Online Resources for Black History
February 25, 2010It’s never been easier to find photographs, videos, articles and more about Black History on the web. Here is a guide sure to interest people of all ages.
Black Past, www.blackpast.org
Dr. Quintard Taylor, the Scott and Dorothy Bullitt Professor of American History at the University of Washington, Seattle, wrote the definitive history of African Americans in the Pacific Northwest. His website is a priceless goldmine of resources, images and information like no other. His site – which he operates in conjunction with his daughter, Casey Nichols, herself a graduate student in history and the site’s webmaster – features African American history, African American history in the west, and African history as it extends around the world. The site boasts a website of the week, a speech of the week, and many links to even more sites.
The Northwest African American Museum, www.naamnw.org
Find out about the museum’s newest exhibits; read about upcoming showings, and find out how to participate in the museum as a volunteer.
Oregon Historical Society, www.ohs.org
This website turns history into a game, with online features laid out in engaging graphic programs that make learning fun – as well as compelling. Highlights are Time Web, a sprawling digital timeline of Oregon’s history that includes many points of interest in the state’s Black history – once inside Time Web, look for the “topics” area called African Americans to bring up every entry relating to Black history. For more interactive features, follow the “education” link on the home page to “The Oregon History Project,” where you will find a discussion of “slavery and race,” and a link to “History Minutes,” which has its own link to more African American history articles and photos. One of these entries describes the life of pioneer George Washington Bush, who settled in Oregon in 1844 only to be driven north of the Columbia River by the state’s new “lash law.” Bush settled in what is now Tumwater, establishing the area’s first gristmill and sawmill – read about how racist Oregon laws threatened his livelihood repeatedly, and how his neighbors advocated for him with state lawmakers for many years.
The Seattle Civil Rights and Labor History Project, http://depts.washington.edu/civilr/
An academic website with exciting glimpses of Seattle’s lost history, including a micro site about the Ku Klux Klan in Washington State during the 1920s (built around photos from the Washington State Historic Society); a special section devoted to the Black Student Union at the University of Washington in the 1960s; and a detailed, illustrated and extensively-mapped exploration of the history of segregation in Seattle neighborhoods. Vivid photos bring these histories to life and heighten the connection between the past and the present.
The End of the Oregon Trail Museum, www.historicoregoncity.org
Fascinating biographies, with photographs, on African Americans who traveled in covered wagon trains over the Oregon Trail (including an ancestor of The Skanner’s own jazz columnist, Dick Bogle). Follow the link to “End of the Oregon Trail,” scroll down to Black Pioneers of the Pacific Northwest.
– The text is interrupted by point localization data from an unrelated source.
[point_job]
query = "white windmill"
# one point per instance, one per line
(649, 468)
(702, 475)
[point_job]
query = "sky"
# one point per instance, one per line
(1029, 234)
The entries include a timeline of Black history, and an article about slavery in the Oregon Territory and an analysis of the racial Exclusion Laws that drove early settlers out of the state.
The Washington State Historical Society, www.washingtonhistory.org
For those interested in conducting their own research, this site hosts collections arranged in a searchable database. Follow the link to “collections,” and pull up images as well as documents dating back to the 19th century.
The Washington State University Black Oral History Project, http://www.wsulibs.wsu.edu/holland/masc/xblackoralhistory.html
Another brainchild of Dr. Quintard Taylor, this is an archive of the oral histories of Black pioneers collected in the early 1970s. While the audio links don’t quite work, dedicated researchers can follow links to detailed descriptions of each oral history, organized by the names of those interviewed – more than 50 individuals from Washington, Oregon, Idaho and Montana.